Davison B J, Degner L F
Faculty of Nursing, University of Manitoba, Winnipeg, Canada.
Cancer Nurs. 1997 Jun;20(3):187-96. doi: 10.1097/00002820-199706000-00004.
The purpose of this study was to explore the hypothesis that assisting men with prostate cancer to obtain information would enable them to assume a more active role in treatment decision making and decrease their levels of anxiety and depression. Respondents were recruited from one community urology clinic in Winnipeg, Manitoba. Sixty newly diagnosed men were randomly assigned to receive either a self-efficacy information intervention that consisted of a written information package with discussion, a list of questions they could ask their physician, and an audiotape of the medical consultation (n = 30), or a written information package alone (n = 30). Men completed measures of preferred decisional role as the pretest; anxiety and depression before the intervention, and at 6 weeks post-intervention; and assumed decisional role at 6 weeks post-intervention. Results demonstrated that men in the intervention group assumed a significantly more active role in treatment decision making, and had lower state anxiety levels at 6 weeks. Levels of depression were similar for both groups at 6 weeks.
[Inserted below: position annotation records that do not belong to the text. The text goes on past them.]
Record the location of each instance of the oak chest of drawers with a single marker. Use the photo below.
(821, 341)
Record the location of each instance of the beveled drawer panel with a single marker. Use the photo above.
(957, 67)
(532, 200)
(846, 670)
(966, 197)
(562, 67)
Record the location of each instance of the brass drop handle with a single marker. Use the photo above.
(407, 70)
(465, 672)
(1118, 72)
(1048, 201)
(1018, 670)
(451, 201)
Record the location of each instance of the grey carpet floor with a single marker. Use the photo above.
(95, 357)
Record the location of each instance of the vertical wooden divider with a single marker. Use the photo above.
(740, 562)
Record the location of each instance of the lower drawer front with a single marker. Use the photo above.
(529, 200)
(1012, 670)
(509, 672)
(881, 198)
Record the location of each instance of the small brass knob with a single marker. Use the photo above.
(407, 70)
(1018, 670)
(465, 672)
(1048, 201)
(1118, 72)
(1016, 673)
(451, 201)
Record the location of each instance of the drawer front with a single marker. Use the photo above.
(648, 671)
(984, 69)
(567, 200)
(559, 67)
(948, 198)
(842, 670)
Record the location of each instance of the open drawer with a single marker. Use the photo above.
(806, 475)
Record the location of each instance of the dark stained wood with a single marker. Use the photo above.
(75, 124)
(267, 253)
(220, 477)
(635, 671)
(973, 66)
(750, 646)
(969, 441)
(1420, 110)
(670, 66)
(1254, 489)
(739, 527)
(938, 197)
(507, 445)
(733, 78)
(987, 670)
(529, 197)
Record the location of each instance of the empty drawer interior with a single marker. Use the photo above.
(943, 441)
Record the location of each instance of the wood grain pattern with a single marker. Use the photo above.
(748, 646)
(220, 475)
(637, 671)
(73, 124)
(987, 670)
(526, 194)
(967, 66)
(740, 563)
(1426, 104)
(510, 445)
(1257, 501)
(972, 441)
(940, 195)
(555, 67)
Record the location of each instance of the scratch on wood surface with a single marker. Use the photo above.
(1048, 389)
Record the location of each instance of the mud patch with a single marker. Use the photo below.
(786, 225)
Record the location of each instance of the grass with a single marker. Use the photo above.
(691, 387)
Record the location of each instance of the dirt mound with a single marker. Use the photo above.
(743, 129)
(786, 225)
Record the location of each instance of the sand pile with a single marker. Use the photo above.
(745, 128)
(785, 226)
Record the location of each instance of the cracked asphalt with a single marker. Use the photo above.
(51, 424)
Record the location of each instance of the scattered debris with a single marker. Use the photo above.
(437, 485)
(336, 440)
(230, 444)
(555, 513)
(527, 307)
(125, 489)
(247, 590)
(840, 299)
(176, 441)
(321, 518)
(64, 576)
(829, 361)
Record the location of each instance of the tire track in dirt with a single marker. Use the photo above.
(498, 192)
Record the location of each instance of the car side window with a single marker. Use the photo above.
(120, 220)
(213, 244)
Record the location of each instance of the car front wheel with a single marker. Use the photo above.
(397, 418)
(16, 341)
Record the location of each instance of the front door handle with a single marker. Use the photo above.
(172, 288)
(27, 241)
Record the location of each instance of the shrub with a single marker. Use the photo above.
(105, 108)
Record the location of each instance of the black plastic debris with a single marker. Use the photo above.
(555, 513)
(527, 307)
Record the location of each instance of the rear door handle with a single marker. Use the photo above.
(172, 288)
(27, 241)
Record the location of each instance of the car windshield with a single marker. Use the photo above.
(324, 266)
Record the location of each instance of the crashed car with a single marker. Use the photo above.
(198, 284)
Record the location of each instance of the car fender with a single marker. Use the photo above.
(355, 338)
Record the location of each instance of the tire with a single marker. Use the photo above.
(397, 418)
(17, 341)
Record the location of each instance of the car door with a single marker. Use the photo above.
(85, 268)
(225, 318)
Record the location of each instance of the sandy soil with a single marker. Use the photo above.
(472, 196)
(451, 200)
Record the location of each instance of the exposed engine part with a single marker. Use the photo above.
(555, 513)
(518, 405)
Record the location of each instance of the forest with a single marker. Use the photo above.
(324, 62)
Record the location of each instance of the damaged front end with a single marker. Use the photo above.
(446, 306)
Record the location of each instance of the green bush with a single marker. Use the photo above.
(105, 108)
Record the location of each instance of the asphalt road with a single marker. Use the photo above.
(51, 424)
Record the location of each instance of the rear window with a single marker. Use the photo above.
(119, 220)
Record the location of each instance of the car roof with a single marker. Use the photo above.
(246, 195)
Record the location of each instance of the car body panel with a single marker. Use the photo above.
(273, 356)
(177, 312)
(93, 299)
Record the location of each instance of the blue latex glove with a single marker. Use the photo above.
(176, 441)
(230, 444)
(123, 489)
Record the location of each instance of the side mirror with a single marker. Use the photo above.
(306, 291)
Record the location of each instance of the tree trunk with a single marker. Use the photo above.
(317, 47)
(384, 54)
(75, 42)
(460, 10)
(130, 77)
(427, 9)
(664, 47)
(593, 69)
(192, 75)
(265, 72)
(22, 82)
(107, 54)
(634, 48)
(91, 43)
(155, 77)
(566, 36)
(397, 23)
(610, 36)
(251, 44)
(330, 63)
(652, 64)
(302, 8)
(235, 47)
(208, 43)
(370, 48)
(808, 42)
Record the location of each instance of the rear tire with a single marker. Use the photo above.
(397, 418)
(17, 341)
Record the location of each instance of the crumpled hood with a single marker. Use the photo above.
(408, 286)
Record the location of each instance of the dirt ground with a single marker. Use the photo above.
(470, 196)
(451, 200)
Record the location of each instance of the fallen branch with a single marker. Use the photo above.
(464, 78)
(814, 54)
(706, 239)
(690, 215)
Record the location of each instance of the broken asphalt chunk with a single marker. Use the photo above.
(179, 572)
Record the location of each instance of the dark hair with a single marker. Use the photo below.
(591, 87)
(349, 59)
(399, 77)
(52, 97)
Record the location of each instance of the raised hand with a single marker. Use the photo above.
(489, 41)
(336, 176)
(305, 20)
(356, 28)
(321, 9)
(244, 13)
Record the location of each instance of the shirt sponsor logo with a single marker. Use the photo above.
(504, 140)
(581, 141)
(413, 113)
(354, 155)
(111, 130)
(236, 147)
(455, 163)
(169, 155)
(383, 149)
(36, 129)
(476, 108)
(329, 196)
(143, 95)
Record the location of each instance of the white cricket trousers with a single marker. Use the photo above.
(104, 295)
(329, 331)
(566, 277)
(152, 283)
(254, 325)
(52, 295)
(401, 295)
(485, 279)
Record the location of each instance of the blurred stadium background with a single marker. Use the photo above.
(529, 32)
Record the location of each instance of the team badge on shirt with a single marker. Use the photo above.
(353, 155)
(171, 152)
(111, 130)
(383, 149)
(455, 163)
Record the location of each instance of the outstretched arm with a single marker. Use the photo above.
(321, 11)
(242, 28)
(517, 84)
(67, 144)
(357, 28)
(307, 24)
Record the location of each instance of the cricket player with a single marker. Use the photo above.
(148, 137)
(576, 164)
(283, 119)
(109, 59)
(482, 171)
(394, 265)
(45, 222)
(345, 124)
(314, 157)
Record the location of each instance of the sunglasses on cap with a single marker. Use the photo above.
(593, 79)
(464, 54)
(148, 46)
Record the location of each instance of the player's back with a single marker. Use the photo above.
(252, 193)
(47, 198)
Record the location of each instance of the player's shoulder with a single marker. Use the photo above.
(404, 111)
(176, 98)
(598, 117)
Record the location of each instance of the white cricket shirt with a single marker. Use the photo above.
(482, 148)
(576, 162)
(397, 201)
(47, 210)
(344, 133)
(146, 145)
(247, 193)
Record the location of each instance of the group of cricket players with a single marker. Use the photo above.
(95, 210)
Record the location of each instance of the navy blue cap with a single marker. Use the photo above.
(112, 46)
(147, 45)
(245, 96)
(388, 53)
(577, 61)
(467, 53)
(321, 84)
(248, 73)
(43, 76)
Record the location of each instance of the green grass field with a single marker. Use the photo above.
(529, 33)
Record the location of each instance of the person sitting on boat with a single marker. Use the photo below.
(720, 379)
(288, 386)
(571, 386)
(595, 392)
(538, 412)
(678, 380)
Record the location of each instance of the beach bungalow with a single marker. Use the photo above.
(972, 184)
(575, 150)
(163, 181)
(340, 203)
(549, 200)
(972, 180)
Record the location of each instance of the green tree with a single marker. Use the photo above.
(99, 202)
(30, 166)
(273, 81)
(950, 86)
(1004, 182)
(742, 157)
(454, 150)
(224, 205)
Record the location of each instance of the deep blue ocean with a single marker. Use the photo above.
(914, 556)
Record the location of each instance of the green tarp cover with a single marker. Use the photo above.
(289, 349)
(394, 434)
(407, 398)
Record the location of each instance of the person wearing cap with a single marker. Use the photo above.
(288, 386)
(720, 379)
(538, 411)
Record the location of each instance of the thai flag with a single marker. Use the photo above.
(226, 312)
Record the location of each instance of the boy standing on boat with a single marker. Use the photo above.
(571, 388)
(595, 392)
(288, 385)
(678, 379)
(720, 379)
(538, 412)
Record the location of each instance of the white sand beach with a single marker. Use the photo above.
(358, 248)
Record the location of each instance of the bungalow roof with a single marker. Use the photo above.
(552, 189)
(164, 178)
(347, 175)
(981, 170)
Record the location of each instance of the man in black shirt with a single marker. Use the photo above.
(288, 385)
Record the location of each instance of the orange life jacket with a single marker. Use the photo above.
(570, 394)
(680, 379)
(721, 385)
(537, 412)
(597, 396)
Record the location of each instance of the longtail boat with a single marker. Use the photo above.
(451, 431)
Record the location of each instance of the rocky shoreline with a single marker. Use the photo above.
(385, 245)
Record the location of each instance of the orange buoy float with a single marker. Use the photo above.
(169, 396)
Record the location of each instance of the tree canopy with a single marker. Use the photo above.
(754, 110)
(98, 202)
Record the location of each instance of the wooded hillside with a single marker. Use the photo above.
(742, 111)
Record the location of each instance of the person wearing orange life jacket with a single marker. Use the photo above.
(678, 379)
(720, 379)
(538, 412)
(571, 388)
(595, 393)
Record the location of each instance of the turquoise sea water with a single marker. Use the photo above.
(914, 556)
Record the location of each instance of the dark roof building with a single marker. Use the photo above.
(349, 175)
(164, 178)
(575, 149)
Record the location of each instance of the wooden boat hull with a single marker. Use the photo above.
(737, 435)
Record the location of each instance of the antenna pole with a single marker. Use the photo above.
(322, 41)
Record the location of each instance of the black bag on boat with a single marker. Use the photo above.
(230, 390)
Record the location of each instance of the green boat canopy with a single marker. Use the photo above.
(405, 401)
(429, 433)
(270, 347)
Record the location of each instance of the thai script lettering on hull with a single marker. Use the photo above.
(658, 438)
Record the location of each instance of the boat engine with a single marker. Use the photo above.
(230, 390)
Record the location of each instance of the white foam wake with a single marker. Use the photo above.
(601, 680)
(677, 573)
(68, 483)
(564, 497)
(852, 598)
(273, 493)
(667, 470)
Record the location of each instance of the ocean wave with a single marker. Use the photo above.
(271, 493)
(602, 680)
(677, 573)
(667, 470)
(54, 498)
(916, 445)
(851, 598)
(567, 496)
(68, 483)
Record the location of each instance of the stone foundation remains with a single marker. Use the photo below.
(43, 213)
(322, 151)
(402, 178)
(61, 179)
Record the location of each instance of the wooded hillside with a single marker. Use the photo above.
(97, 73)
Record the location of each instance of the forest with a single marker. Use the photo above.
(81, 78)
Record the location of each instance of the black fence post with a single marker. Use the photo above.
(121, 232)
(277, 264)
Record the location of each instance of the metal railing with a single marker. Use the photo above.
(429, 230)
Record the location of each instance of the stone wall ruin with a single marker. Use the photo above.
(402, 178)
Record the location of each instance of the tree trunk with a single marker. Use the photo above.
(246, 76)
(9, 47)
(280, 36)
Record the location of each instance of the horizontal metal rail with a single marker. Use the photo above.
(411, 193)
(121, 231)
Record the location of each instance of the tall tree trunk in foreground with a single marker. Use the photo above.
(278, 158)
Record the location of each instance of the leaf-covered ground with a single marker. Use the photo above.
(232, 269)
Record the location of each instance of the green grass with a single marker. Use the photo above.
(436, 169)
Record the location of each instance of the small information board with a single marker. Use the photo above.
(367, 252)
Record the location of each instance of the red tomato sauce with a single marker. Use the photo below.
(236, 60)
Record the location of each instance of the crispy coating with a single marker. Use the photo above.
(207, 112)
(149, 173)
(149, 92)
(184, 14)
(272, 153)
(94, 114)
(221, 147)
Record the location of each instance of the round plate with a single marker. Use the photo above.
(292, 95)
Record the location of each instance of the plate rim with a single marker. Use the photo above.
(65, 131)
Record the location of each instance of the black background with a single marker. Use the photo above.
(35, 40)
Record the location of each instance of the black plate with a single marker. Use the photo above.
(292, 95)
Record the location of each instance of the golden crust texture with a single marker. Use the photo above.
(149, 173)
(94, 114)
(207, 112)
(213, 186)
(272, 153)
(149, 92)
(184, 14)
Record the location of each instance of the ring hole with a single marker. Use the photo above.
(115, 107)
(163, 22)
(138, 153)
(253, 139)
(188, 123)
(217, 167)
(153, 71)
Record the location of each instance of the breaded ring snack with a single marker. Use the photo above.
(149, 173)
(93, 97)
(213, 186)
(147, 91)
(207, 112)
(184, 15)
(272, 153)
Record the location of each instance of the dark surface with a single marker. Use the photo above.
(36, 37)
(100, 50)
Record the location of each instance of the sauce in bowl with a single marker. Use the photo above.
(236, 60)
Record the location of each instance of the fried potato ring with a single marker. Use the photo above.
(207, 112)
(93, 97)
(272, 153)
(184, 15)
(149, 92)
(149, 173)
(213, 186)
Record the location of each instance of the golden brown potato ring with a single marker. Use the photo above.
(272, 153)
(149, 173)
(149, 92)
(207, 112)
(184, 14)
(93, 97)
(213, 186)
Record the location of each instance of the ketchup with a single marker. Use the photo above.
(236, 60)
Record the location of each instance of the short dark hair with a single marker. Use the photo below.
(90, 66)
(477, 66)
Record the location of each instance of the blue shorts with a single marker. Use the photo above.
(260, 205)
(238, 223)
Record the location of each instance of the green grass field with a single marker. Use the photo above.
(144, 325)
This group of older men do want to be informed and participate in medical decisions. Further efforts are required to evaluate the efficacy of such an intervention in other community urology clinics.
帮助前列腺癌患者获取信息将使他们在治疗决策中发挥更积极的作用,并降低其焦虑和抑郁水平。研究对象从加拿大曼尼托巴省温尼伯市的一家社区泌尿科诊所招募。60名新确诊的男性被随机分为两组,一组接受自我效能信息干预,该干预包括一个配有讨论的书面信息包、一份可向医生提问的问题清单以及一段医疗咨询录音带(n = 30),另一组仅接受书面信息包(n = 30)。男性在干预前完成了关于偏好决策角色的测量;在干预前以及干预后6周测量焦虑和抑郁水平;并在干预后6周测量其承担的决策角色。结果表明,干预组男性在治疗决策中发挥了显著更积极的作用,且在6周时状态焦虑水平较低。两组在6周时的抑郁水平相似。这群老年男性确实希望了解信息并参与医疗决策。需要进一步努力评估这种干预在其他社区泌尿科诊所的效果。